Her story is, minus some transcontinental moves, pretty typical. My mom worked her ass off and earned her J.D. from Indiana University, meeting my dad in the process. She gave up practicing law to become a law librarian when she was pregnant with me and, once we moved to Switzerland, gave up her profession all together.
It’s that last part that drives me to write this piece. All over the internet, the TV, even the front page of The New York Times, are people definitively stating that there is only one true way of being a mother and, thank the good Lord, we’ve finally found it! Well, until the next week, anyway.
I won’t claim to have the answer to the debate on whether a mother’s role is to stay at home or work, although I will say with certainty that the term ‘mother’s role’ is maddening. Frankly, I don’t think there is a good answer to the debate. Every role is reality for one family or another, and yet the world keeps on turning.
Young women in our generation look at the ongoing struggles over what it means to be a mother, and what it takes to be the perfect mother, and we walk away more confused than when we initially scrolled down to the comment thread on that one article. We’re told that to make the choice to stay home means we’re anti-women and anti-feminist. But God forbid we go back to work, because then we hate our kids. The whole thing is ridiculously stupid.
Let’s be real here, there are wrong ways to be a mom. Maternal neglect, abuse, and even worse haunt the headlines of the leading papers and cause nightmares. But I highly doubt that a mother who agonizes over the decision to work or stay home, no matter which she chooses, will be a bad mother. Anyone devoted enough to care that much will continue to care.
The only true answer is the one that every mother comes to individually. It takes courage, it takes having a strong sense of your own personal compass, and it takes a lot of thought. In the end, I don’t think it matters what mothers choose to do with their own lives. It’s that they choose that makes the difference.

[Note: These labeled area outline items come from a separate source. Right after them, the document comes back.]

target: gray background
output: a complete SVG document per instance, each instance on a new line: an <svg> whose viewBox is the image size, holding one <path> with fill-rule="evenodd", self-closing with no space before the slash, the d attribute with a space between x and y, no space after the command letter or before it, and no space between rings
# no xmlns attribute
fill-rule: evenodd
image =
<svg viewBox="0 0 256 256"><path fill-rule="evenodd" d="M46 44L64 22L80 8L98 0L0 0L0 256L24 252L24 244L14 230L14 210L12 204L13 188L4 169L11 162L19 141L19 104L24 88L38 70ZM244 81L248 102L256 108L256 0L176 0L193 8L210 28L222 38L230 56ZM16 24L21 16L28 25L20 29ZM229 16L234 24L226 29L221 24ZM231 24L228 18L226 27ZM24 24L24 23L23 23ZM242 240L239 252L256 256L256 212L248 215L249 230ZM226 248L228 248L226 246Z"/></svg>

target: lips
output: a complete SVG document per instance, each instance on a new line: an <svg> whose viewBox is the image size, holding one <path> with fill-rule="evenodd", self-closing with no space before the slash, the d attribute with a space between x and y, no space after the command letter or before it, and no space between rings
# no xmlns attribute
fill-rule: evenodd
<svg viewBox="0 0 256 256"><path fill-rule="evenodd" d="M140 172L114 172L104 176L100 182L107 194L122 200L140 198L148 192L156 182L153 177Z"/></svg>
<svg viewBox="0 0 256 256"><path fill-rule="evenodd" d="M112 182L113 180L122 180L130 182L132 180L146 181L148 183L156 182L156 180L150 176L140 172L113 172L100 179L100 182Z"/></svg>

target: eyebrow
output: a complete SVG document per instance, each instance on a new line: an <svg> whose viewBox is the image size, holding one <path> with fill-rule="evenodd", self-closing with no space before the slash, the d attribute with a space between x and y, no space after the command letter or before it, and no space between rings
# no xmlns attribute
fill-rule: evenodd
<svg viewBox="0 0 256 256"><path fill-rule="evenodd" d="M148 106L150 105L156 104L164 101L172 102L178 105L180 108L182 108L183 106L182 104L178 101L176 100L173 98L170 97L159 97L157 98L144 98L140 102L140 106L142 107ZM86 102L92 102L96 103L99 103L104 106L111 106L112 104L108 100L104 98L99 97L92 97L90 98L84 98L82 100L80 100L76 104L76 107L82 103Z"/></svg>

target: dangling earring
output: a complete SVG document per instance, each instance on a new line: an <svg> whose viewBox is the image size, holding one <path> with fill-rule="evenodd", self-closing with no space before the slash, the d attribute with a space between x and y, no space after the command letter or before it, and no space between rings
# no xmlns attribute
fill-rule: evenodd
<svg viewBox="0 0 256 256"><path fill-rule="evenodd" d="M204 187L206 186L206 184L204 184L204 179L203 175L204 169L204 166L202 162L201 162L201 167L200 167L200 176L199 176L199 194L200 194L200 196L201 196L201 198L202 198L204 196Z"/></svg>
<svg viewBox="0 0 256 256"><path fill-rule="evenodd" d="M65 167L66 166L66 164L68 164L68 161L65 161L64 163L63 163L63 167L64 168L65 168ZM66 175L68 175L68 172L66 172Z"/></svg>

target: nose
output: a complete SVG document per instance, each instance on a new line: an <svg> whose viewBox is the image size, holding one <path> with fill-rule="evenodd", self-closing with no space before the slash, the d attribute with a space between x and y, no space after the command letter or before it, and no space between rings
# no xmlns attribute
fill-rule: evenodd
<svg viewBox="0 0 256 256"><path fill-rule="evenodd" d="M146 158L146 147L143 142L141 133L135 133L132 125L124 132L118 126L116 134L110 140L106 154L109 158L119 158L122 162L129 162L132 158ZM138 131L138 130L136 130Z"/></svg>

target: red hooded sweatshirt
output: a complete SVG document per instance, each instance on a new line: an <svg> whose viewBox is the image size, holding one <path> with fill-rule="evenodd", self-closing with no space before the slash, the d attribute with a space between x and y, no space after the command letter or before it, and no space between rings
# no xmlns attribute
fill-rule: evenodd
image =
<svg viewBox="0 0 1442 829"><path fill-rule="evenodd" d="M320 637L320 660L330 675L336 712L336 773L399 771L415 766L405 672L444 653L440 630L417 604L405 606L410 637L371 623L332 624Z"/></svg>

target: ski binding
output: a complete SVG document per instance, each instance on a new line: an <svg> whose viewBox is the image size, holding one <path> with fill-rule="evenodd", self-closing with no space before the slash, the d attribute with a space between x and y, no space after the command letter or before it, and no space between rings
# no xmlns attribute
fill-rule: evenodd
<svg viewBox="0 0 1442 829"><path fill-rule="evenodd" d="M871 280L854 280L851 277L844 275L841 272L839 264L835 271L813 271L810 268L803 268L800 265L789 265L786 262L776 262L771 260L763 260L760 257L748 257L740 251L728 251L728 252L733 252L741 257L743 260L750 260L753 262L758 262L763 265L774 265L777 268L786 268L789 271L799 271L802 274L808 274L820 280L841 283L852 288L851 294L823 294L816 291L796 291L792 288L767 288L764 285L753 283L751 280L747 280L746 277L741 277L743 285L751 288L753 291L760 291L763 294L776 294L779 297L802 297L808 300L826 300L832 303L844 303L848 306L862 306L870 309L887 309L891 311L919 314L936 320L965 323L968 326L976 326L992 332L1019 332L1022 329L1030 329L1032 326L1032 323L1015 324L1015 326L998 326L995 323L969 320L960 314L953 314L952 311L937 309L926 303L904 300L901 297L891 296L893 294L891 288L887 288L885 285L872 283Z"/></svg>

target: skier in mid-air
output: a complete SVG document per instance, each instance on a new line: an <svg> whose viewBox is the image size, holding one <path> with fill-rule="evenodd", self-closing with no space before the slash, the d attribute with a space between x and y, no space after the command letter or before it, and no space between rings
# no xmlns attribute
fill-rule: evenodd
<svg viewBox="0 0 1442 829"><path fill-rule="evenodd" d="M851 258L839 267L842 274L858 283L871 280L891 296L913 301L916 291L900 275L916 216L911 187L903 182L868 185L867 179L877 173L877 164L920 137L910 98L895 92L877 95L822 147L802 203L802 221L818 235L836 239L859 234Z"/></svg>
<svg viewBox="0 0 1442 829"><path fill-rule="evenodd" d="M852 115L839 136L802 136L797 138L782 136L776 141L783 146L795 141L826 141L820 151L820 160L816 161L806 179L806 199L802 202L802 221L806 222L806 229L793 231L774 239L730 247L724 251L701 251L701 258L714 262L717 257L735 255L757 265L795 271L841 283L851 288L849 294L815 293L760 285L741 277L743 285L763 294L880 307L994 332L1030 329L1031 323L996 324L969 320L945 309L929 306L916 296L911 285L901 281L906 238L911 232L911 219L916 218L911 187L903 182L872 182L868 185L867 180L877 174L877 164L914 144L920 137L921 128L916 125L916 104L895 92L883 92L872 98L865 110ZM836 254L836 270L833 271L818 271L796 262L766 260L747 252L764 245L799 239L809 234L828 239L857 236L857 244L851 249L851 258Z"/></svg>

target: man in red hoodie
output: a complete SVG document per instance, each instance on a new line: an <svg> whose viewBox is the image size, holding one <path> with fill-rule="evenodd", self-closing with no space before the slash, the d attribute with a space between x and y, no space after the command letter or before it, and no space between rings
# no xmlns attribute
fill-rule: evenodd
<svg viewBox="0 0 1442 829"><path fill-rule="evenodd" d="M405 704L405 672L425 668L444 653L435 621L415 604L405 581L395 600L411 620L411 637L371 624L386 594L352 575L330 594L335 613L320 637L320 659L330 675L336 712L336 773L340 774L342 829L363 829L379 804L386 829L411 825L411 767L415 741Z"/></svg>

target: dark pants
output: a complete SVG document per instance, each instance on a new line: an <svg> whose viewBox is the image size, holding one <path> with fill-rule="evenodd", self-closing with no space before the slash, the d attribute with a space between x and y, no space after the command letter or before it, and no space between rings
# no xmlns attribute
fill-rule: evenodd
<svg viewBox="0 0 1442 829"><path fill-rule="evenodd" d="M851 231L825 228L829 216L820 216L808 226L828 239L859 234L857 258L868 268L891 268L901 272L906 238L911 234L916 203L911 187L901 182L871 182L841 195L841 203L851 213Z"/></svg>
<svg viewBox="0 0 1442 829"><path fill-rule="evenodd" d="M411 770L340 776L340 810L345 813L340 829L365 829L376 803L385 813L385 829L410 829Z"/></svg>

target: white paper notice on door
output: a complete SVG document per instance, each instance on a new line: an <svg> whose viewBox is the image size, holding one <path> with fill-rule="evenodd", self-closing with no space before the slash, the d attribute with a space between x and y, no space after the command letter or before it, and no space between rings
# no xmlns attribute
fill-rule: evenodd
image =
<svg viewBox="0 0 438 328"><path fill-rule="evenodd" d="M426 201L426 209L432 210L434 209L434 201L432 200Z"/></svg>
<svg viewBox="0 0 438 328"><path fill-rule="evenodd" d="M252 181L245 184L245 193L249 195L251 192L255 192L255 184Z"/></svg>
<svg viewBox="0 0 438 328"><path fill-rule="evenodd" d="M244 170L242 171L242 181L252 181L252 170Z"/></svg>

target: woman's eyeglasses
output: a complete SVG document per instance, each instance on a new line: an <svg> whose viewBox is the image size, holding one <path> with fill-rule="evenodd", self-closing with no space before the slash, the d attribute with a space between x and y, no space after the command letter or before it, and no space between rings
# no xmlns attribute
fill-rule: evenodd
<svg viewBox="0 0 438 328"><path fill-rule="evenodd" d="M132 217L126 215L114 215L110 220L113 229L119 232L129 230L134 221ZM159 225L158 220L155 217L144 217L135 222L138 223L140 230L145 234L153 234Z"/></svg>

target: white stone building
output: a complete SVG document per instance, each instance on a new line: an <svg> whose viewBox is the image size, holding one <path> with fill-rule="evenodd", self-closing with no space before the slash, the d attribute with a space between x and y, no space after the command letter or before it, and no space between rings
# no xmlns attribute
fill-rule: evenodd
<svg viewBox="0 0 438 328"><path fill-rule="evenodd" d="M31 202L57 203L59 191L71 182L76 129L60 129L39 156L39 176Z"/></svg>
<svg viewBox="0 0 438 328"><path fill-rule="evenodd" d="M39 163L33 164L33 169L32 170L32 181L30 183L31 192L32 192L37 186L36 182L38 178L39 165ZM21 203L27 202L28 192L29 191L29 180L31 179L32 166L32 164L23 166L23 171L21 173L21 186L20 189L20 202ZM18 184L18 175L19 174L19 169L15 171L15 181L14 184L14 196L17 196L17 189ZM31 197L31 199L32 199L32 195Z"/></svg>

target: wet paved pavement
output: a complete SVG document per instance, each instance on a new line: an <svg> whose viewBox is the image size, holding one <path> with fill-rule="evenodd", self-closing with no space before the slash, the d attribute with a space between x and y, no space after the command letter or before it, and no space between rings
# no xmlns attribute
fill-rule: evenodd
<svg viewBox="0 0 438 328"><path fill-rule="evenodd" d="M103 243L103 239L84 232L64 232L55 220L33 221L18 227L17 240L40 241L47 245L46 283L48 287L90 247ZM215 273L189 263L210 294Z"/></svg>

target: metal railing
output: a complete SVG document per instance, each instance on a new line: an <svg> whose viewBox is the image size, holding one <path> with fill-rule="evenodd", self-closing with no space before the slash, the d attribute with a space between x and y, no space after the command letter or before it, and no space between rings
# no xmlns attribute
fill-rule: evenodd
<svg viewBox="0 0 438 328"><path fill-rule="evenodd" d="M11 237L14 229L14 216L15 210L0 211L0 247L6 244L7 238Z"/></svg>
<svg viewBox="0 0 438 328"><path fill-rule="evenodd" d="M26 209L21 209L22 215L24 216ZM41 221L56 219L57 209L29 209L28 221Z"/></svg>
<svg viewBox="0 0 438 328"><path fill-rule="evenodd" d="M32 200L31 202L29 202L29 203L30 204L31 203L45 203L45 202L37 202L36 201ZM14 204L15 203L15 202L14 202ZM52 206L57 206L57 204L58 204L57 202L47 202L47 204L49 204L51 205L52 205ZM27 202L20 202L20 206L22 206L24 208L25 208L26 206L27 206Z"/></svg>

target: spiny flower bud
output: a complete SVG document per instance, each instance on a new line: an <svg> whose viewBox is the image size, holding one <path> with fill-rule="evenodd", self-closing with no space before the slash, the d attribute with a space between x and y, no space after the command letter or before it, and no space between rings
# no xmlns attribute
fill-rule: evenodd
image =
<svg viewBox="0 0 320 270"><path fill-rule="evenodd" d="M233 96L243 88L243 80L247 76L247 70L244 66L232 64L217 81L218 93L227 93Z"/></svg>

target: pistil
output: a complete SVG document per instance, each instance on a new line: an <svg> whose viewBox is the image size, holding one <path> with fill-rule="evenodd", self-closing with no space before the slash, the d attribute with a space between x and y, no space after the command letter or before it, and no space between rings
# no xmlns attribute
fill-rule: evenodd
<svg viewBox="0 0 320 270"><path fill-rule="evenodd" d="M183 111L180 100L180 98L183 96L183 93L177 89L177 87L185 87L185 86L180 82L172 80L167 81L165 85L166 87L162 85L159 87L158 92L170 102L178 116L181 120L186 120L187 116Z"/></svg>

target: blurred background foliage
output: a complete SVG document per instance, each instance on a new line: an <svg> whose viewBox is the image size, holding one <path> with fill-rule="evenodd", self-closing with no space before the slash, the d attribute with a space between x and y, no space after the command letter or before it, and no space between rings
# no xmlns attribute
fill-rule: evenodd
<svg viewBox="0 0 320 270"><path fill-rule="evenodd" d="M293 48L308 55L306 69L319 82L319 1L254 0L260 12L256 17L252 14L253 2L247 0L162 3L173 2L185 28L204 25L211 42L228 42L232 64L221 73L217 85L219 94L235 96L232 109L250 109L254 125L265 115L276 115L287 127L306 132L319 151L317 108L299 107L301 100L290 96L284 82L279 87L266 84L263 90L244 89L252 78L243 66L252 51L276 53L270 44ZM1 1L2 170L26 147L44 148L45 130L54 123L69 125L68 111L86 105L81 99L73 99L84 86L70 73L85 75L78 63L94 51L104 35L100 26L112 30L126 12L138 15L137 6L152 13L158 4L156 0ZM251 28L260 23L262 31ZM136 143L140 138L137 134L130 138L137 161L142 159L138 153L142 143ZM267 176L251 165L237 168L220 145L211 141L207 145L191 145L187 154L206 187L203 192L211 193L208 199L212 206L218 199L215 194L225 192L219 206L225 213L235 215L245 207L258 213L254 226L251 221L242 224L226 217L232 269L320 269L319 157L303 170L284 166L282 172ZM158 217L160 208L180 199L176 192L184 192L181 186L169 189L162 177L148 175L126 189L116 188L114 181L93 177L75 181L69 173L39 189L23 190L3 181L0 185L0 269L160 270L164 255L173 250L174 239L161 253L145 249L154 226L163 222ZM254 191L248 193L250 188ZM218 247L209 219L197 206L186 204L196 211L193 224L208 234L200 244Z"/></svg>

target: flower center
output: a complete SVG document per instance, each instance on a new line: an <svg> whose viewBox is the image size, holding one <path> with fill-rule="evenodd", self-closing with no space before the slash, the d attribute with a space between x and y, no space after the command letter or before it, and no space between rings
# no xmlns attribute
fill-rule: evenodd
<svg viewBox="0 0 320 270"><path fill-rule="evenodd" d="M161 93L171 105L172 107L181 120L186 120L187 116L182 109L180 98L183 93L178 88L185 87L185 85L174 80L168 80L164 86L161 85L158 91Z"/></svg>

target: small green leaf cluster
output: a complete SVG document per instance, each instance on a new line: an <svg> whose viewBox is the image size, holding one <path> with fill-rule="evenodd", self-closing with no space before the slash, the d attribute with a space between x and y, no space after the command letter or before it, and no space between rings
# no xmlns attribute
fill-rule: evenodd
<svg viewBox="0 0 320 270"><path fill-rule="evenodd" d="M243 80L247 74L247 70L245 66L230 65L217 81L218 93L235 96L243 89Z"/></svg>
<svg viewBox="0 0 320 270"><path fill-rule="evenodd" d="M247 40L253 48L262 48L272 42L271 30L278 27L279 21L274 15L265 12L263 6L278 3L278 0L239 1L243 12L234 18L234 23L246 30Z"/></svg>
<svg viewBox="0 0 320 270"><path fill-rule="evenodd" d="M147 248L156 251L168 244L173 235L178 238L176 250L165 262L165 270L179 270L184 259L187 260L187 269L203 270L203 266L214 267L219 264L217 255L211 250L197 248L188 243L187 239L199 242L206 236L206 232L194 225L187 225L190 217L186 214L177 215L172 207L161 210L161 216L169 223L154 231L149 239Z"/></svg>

I look at my mother and I know that she made a choice, a difficult one, and I respect her more for it. Her strength, resilience, and ability to deal with my annoying little brother make me wish I could be so tough. The best thing a mother can be is a role model, whether she stays at home or works full-time, or something in between.
Part of me, the same stubborn streak that made me refuse to eat broccoli, wants to complain that staying at home instead of working shows weakness. Being dependent on someone, even if it’s my goofball and loveable dad, seems to go against my near-innate sense of independence. But I look at my mom and everything that she’s done for our family, everything that she’s sacrificed, and I know that she’s not weak. She’s the strongest person I know, and seeing her bravery has made me who I am.
I walk in the same steps as my mother. I struggle to keep my eyes awake during a late night study session in the library. I balance my life as a student with my often-overwhelming extracurriculars, and even call home from time to time. I love my family. I don’t have one of my own, and I don’t know what choices I might face if I get around to it sometime in the very distant future. All I know is that I wish I, and all women, have the courage to follow their own moral compass once they do.
I look around me in the world, and I see real problems. Women are paid less, work less prestigious jobs, are discriminated against, and are sexually harassed—if not assaulted—every single day of the week. These are incontrovertible facts. These are the issues that define the feminism of our day and age, not what a mother decides to do with her life. Really, it’s as simple as that.